How much money is spent on CMS’s different programs? There must be close to 100 different departments in the district, many which are not directly related to the basics of education. Are all of these departments even effective at achieving their stated goal? How many administrators and other non-educating personnel are employed and what is the effect of their salary and benefits expenses on the district? My personal favorite is the district employed “Diversity Specialist.” How much money is he drawing in each year to essentially do nothing productive? Shouldn’t the school board be looking at these departments before teachers and buses?  These are the questions that need to be asked.

As I noted earlier, Gorman and the school board are pushing to have the state grant them their own taxing authority. Bill James said it best on the consequences of such a decision.

“They hide behind the phrase ‘it’s all for the children,’” James, a Republican, said. “I’m not about to give them taxing authority when they fail to address the core reason for their being, which is to close the achievement gap and produce intelligent, articulate children. CMS isn’t doing that and in my opinion they don’t deserve to be awarded because they can’t be trusted. Giving CMS taxing authority would be a recipe for disaster.”

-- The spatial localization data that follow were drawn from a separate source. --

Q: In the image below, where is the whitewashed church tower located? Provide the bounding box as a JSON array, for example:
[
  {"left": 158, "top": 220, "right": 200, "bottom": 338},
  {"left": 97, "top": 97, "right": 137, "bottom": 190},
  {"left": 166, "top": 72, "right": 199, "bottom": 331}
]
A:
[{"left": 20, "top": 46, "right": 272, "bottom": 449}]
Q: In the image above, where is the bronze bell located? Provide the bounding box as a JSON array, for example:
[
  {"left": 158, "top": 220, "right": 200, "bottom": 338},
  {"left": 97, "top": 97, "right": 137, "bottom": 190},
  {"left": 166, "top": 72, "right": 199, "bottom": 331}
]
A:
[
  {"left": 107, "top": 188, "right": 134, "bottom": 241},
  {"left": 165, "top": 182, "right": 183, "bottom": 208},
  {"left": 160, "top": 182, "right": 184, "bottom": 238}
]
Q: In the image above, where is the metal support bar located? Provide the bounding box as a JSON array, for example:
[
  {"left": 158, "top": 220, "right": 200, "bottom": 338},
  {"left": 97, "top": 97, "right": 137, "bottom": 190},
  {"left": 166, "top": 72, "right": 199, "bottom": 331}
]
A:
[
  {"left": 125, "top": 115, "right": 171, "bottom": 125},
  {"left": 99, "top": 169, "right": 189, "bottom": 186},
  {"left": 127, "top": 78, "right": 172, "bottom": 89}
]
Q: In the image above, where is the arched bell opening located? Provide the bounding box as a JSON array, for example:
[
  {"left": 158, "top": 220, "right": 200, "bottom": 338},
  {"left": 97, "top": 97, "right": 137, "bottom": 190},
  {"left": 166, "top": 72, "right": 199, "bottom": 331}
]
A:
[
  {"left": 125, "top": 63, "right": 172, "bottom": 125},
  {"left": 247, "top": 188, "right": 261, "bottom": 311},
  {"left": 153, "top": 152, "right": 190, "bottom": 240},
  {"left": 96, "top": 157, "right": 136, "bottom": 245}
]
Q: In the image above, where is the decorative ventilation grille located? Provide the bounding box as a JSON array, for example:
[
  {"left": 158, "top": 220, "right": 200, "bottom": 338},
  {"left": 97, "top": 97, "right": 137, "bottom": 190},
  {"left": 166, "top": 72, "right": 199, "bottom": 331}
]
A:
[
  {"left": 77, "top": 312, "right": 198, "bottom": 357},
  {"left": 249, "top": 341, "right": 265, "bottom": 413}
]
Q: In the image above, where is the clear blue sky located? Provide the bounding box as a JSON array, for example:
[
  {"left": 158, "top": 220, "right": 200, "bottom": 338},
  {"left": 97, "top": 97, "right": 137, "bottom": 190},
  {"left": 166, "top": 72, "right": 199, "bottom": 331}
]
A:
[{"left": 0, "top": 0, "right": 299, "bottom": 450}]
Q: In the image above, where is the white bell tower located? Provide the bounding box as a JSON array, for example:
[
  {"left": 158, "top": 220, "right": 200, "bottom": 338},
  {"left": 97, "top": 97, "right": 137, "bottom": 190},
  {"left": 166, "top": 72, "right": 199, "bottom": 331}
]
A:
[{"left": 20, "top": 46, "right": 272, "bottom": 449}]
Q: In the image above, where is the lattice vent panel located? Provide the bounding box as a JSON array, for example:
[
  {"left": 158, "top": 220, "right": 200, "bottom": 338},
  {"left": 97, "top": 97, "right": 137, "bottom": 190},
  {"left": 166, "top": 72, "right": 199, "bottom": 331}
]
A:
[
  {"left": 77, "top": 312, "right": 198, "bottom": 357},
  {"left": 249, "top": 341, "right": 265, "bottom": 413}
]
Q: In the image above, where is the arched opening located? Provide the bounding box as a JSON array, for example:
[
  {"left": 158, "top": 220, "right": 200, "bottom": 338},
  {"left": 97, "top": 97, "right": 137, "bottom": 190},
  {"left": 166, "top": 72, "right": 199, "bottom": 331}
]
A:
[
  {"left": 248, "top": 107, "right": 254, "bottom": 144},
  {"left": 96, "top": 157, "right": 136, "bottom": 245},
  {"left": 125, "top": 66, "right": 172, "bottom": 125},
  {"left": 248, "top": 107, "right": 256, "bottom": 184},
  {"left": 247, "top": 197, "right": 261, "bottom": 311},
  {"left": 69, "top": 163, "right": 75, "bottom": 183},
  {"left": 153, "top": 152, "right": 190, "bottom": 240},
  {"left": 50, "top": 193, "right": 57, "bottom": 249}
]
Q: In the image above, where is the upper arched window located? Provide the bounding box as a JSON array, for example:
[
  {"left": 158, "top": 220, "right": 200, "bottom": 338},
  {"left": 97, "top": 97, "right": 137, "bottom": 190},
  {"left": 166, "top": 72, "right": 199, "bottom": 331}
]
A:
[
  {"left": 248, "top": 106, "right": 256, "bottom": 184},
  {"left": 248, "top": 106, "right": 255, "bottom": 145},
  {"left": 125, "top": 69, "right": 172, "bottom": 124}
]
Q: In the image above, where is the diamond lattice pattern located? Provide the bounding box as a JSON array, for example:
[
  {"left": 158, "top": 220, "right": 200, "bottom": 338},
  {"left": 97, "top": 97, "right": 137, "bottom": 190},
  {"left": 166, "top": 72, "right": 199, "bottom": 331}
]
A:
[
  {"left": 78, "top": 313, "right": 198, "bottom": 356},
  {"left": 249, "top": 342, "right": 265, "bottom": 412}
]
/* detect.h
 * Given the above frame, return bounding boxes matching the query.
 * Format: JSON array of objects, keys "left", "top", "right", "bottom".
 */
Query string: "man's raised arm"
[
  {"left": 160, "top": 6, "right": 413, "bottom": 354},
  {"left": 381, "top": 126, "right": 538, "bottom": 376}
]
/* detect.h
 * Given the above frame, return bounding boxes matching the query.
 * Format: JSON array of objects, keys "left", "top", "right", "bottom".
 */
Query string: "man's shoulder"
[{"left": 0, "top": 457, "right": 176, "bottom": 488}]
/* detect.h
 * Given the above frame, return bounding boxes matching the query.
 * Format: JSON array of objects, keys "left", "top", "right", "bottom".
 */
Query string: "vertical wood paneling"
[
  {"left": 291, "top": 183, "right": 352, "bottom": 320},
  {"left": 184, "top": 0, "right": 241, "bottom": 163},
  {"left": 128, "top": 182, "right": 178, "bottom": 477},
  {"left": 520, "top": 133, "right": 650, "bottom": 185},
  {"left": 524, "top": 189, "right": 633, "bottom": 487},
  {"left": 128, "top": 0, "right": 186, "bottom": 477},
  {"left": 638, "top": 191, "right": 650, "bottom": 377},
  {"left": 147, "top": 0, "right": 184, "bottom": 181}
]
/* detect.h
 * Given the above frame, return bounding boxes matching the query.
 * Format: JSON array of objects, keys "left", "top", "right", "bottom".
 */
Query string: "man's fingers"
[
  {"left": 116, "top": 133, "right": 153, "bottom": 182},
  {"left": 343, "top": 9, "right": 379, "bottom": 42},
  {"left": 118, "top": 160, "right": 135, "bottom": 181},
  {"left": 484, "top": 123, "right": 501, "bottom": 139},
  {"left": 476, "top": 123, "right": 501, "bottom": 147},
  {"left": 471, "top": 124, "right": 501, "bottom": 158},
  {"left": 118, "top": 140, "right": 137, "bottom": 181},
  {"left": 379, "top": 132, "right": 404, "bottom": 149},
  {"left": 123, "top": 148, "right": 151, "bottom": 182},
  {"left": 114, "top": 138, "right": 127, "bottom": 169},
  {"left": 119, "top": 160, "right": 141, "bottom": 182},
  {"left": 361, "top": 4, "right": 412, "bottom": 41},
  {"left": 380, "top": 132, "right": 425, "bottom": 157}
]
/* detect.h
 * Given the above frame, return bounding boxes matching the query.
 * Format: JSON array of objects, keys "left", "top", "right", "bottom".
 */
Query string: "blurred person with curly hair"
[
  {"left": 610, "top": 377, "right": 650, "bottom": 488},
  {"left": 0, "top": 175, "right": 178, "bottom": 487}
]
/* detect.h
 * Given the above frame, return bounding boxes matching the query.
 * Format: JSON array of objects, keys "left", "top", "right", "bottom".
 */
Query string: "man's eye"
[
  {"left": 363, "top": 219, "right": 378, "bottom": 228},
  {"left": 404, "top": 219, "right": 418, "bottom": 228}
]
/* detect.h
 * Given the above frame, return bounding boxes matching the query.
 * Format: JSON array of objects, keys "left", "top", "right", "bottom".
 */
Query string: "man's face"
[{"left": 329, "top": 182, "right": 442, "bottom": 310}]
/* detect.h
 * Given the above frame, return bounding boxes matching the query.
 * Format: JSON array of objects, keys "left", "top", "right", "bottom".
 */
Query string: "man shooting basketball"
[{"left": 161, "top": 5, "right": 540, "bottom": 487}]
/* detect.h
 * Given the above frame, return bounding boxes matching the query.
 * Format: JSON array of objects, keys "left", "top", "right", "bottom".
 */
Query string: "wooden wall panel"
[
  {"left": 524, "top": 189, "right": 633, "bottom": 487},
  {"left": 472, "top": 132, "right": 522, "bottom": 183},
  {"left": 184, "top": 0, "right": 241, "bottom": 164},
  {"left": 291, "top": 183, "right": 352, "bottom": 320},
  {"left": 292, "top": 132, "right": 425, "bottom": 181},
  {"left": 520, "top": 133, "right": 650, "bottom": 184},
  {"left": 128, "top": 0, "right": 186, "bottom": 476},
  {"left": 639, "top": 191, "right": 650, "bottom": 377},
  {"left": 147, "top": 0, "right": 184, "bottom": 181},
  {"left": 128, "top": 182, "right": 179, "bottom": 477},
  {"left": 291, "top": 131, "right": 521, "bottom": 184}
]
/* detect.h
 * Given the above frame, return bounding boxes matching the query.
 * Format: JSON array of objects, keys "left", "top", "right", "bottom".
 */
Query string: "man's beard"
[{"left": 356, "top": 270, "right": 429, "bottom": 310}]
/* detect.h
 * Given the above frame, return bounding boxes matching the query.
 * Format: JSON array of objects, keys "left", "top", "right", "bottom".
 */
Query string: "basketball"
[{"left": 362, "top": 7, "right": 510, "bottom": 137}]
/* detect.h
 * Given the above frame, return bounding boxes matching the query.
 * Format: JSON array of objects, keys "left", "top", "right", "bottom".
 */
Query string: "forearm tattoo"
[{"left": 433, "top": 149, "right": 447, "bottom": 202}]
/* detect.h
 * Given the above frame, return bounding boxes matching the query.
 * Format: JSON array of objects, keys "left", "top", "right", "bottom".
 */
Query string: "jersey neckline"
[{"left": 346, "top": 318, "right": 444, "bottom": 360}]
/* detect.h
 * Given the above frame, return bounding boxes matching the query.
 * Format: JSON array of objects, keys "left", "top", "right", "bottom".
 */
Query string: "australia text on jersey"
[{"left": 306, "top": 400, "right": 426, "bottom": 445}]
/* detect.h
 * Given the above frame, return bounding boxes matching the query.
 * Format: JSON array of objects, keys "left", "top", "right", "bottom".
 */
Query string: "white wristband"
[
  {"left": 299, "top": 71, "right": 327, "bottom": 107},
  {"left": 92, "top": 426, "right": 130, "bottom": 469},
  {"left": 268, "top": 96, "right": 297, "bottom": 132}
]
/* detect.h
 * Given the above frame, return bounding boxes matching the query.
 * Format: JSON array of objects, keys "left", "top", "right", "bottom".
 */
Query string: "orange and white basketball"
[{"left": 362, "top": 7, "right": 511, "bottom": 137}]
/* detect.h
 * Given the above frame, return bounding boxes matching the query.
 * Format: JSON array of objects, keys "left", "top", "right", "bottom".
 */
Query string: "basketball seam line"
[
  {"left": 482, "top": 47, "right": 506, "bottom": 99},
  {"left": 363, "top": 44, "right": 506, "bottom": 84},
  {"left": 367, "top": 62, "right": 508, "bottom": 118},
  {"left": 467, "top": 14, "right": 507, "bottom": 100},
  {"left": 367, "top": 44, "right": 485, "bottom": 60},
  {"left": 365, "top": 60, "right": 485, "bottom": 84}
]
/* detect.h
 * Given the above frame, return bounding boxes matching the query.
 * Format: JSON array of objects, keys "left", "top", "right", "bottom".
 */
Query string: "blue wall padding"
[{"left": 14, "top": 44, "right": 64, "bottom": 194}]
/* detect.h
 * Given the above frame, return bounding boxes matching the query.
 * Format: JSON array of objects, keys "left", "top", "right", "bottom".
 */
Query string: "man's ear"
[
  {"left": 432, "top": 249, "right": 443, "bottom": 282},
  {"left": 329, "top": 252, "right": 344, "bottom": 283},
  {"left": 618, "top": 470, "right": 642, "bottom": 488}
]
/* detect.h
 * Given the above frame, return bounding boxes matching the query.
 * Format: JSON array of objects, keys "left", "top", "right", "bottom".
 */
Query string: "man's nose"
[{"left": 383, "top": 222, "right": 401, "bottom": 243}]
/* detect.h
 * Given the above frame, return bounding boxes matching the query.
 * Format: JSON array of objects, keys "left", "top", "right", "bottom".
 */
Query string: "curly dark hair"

Precisley. If they can’t succeed now with the billion and a half dollar budget they are currently using why should they be trusted with the power to waste even more money? I’ve lived in areas where school boards have taxing powers and it is exactly the disaster James described. The Pittsburgh Public School system in Pennsylvania has a budget that is higher than the city’s and one third of the students enrolled never end up graduating. They have taxing power and they tax the hell out of the city residents and it makes no difference.

The school district should not be granted this authority under any circumstances. The County Commission needs to be involved to act as a buffer. If the school board is given this authority they will rapidly increase their expenditures which will result in higher taxes that will push residents and businesses out of the city turning a once vibrant town into a run down shell of its former self. It’s already happened to major cities all over this country.